Samuel D. Hunter’s latest begins as a very funny two-hander comedy in which Laurie Metcalf plays another of her sharp-tongued curmudgeons and Micah Stock brings to the stage a more svelte version of Brendan Fraser’s obese recluse from “The Whale,” also by Hunter. We know Metcalf can be a hilarious bitch. What’s fun is that Stock’s tortured schlub of a nephew turns out to be just as skilled at throwing the insults back at her.
That’s the very good news about Hunter’s “Little Bear Ridge Road,” which opened Thursday at the Booth Theatre after its 2023 world premiere at Chicago’s Steppenwolf Theatre.
Imagine if Elaine May and Mike Nichols had grown up on a ranch in rural Idaho, where “Little Bear Ridge Road” is set. That’s the kind of top-notch witty repartee Hunter gives his two characters, although “raunchy” perhaps should replace “witty.” Pulling the strings is director Joe Mantello, who knows just how to stage a great sparring match for maximum entertainment.
When Aunt Sarah sticks it to Nephew Ethan, it is only a matter of seconds before he’s going to toss it right back. Sarah and Ethan are what’s left of their family tree, and the two remaining apples are indeed rotting near each other on the ground. A critic could load his review with all the zingers, but here’s just one that comes at the top of the show: When the nephew tells his aunt that he felt she never liked him because he’s gay, she says, in so many other words, that his being gay is the only thing interesting about him.
The sharp comedy doesn’t stop when a third character enters the picture.
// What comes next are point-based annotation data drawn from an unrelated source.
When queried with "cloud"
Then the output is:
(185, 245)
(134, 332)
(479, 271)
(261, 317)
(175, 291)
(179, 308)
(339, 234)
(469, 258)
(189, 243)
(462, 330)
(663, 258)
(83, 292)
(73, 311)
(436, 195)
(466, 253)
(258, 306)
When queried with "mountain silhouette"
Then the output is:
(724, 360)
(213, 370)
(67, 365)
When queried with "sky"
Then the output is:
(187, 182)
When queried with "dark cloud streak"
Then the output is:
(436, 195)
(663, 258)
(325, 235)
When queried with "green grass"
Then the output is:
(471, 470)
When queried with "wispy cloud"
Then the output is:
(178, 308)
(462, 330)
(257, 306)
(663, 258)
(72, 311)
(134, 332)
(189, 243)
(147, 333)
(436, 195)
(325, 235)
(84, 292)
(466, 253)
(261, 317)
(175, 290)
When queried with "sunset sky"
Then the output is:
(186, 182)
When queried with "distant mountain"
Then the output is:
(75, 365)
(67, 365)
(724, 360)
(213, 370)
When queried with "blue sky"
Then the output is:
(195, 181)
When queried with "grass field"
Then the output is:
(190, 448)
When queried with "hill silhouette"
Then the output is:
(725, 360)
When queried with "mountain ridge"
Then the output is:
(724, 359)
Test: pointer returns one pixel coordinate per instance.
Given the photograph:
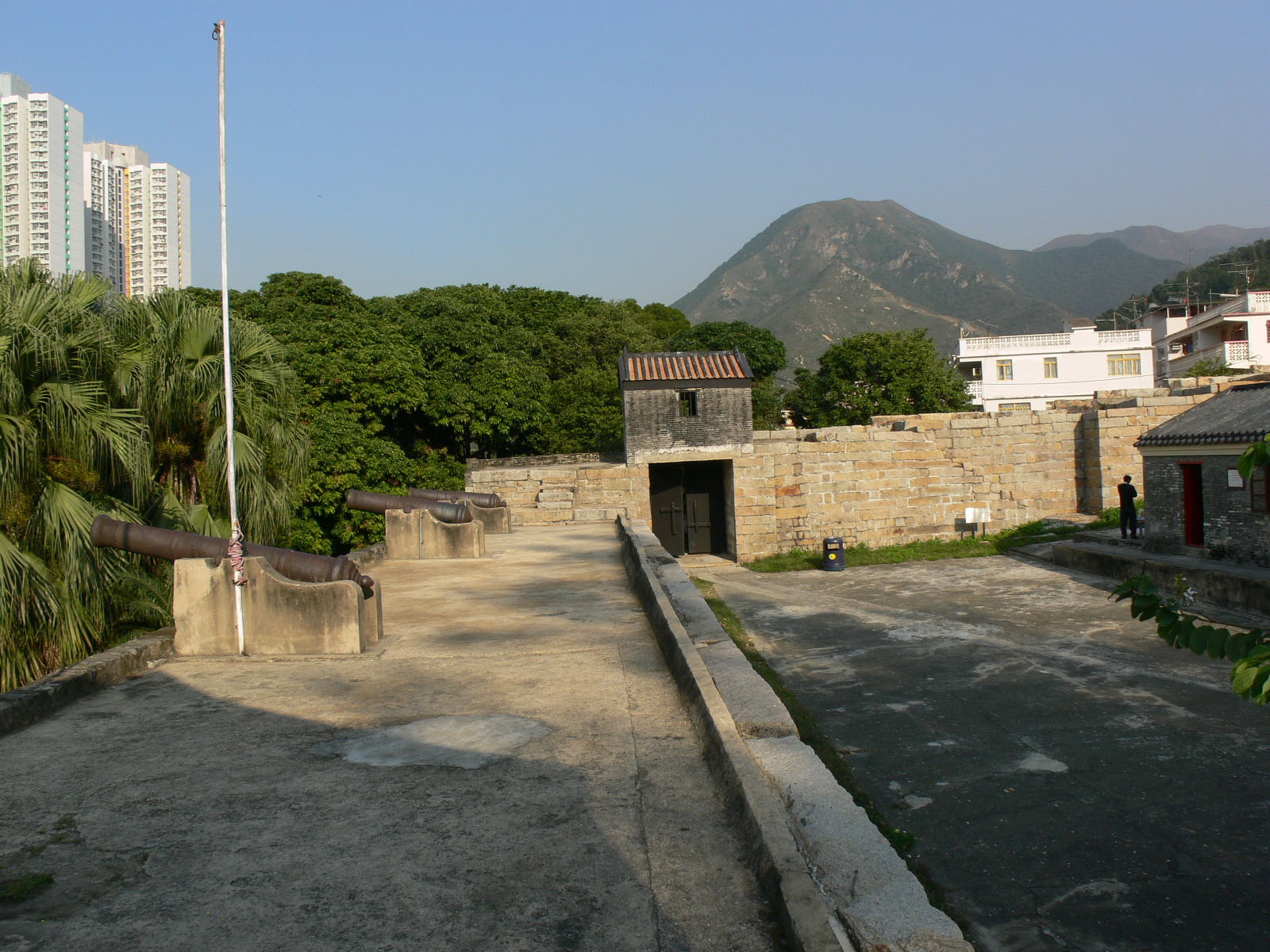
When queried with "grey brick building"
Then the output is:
(687, 418)
(1195, 499)
(686, 401)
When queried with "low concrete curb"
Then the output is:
(774, 854)
(835, 875)
(25, 706)
(1235, 587)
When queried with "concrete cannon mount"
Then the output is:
(281, 616)
(497, 520)
(511, 767)
(414, 533)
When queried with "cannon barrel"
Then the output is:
(381, 503)
(171, 545)
(488, 501)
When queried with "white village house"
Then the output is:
(1034, 371)
(1235, 332)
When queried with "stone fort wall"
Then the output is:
(895, 480)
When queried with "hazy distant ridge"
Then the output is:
(836, 268)
(1153, 240)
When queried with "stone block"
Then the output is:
(598, 513)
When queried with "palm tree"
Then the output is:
(67, 452)
(171, 370)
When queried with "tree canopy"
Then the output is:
(878, 374)
(399, 391)
(117, 408)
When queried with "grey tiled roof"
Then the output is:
(1237, 416)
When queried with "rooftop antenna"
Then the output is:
(235, 551)
(1236, 267)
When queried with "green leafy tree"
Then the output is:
(1210, 367)
(662, 321)
(67, 454)
(171, 370)
(878, 374)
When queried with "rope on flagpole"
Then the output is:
(235, 530)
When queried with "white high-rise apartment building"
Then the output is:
(137, 220)
(156, 228)
(41, 177)
(105, 173)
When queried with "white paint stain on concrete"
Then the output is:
(905, 704)
(470, 742)
(1110, 889)
(1041, 763)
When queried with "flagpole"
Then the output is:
(235, 531)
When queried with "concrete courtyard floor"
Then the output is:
(1072, 782)
(511, 768)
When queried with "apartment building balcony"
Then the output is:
(1056, 343)
(1235, 355)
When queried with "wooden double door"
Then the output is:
(689, 507)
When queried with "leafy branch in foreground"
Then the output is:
(1250, 678)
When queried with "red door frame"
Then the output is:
(1193, 503)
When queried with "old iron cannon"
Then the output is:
(171, 545)
(380, 503)
(487, 501)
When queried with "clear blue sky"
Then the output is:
(625, 150)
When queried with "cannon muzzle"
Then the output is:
(487, 501)
(171, 545)
(381, 503)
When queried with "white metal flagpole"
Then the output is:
(235, 530)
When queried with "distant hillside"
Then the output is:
(1151, 240)
(835, 268)
(1227, 273)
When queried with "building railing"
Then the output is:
(1056, 342)
(1231, 353)
(1019, 342)
(1118, 338)
(1236, 306)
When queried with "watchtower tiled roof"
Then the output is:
(685, 367)
(1237, 416)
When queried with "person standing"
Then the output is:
(1128, 511)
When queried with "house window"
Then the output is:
(1260, 499)
(1124, 365)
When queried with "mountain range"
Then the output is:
(1189, 247)
(829, 270)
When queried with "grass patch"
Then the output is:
(808, 730)
(25, 886)
(930, 550)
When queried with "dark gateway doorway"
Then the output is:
(690, 505)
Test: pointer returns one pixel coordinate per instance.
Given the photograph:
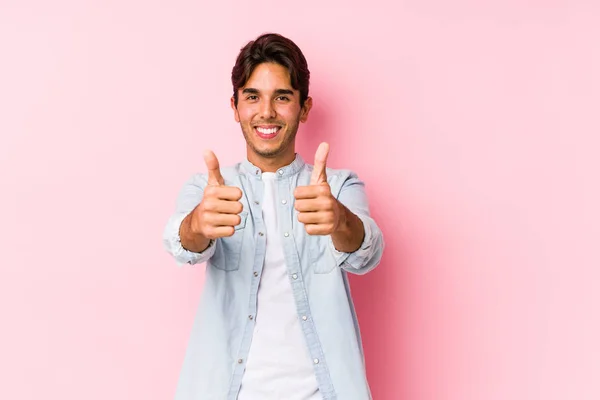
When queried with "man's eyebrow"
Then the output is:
(284, 91)
(277, 92)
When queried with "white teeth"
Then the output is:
(265, 131)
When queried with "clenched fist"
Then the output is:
(319, 211)
(216, 215)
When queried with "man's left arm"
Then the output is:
(341, 211)
(358, 242)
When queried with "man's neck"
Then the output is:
(271, 164)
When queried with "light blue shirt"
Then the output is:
(223, 327)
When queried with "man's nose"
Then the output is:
(267, 110)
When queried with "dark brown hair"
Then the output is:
(275, 48)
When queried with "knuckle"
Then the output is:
(239, 208)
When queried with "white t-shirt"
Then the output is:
(279, 365)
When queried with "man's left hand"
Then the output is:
(319, 211)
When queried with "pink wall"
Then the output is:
(475, 125)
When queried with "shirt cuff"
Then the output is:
(182, 256)
(359, 257)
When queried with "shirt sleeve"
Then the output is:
(189, 197)
(352, 194)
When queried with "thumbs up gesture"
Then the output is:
(218, 212)
(319, 211)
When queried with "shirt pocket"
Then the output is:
(321, 257)
(228, 249)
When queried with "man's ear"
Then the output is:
(236, 114)
(305, 109)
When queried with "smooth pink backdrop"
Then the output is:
(475, 125)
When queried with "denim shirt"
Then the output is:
(224, 323)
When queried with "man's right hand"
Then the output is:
(216, 215)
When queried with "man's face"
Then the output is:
(269, 112)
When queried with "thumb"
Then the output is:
(212, 165)
(319, 174)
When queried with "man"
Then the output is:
(276, 319)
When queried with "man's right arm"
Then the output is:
(178, 239)
(206, 210)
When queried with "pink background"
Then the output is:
(475, 125)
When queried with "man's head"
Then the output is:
(270, 96)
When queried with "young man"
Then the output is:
(276, 319)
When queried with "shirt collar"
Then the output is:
(283, 172)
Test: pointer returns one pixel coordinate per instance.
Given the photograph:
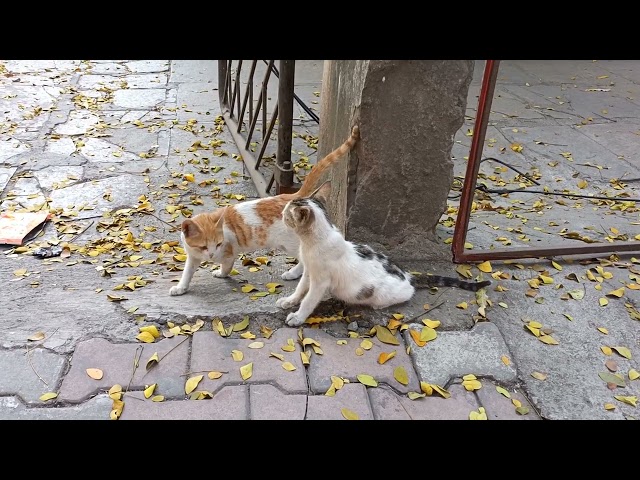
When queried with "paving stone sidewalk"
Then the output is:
(121, 151)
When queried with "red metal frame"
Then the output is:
(469, 186)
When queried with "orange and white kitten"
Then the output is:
(219, 236)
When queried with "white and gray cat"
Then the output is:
(355, 274)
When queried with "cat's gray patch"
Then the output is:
(365, 292)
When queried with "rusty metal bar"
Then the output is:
(284, 170)
(468, 188)
(255, 118)
(265, 141)
(236, 89)
(247, 157)
(246, 95)
(222, 82)
(473, 165)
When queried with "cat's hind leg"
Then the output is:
(190, 268)
(294, 272)
(317, 289)
(225, 267)
(296, 297)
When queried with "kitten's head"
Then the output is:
(299, 214)
(203, 234)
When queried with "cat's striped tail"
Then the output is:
(312, 178)
(428, 281)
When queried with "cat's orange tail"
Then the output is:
(312, 178)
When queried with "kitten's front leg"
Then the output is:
(295, 297)
(190, 267)
(308, 304)
(294, 272)
(225, 267)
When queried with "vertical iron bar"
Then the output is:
(265, 141)
(222, 83)
(236, 91)
(473, 166)
(259, 103)
(284, 171)
(246, 95)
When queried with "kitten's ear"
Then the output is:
(190, 228)
(322, 192)
(302, 216)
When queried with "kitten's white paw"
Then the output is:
(291, 274)
(293, 320)
(177, 290)
(286, 302)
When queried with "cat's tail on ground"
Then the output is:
(313, 176)
(428, 281)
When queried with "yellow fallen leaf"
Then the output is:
(385, 335)
(366, 344)
(502, 391)
(400, 374)
(145, 337)
(367, 380)
(192, 383)
(384, 357)
(237, 355)
(624, 351)
(246, 371)
(416, 338)
(616, 293)
(349, 414)
(478, 415)
(426, 388)
(431, 323)
(115, 392)
(48, 396)
(94, 373)
(288, 366)
(152, 329)
(629, 400)
(149, 390)
(485, 267)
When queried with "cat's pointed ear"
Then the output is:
(302, 215)
(190, 228)
(322, 192)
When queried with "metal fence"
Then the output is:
(241, 113)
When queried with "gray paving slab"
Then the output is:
(497, 406)
(124, 190)
(230, 403)
(389, 406)
(30, 372)
(342, 361)
(211, 352)
(455, 354)
(96, 408)
(349, 400)
(271, 403)
(116, 361)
He’s James (John Drea, being handsome, agreeable and charming to a fault) whom Ethan meets at a bar, thinking it is a quick hookup for sex. James, on the other hand, thinks it’s a date, as in drinks and some conversation first. James is not as sharp with the retorts; in fact, he doesn’t retort at all, leaving that edginess to Ethan, who proves as expert at putting down James, whom he has just met, as he is fighting with his aunt. Ethan Cohen’s recently opened comedy “Let’s Love!” features the Worst First Date Ever. Hunter gives us the gay version.
But it’s here that “Little Bear Ridge Road” veers off its expertly laid pavement. In the previous scene between nephew and aunt, we learn that Ethan’s former boyfriend was a corporate lawyer in Seattle. In the gay bar scene, James lets us know he’s studying to be an astrophysicist.
An astrophysicist?!
If a self-professed loser like Ethan, who’s a failed writer and makes a habit of showing off his portly gut, can attract not only a corporate lawyer but a guy who is studying to be an astrophysicist, why is anyone living anywhere but the country’s northwest, where, according to “Little Bear Ridge Road,” anyone can score? Maybe Hunter made this featured character a future astrophysicist because it allows James to deliver very deep and equally dull statements about the cosmos, in particular, Orion’s Belt. Unfortunately, all this humorless talk about the stars is a lot less interesting than anything Ethan and Sarah say to lacerate each other. Suddenly, where is the Mantello of the play’s first third? Why let this scene turn pathetically sweet?
The Orion’s Belt comments prefigure all sorts of big discussions to come about cancer and meth addiction and child abuse. They are the same tropes that other, lesser playwrights stick in their plays to give them meaning. Myself, I was happier when “Little Bear Ridge Road” wasn’t pretending to be anything more than a hilarious comedy about yet another dysfunctional family.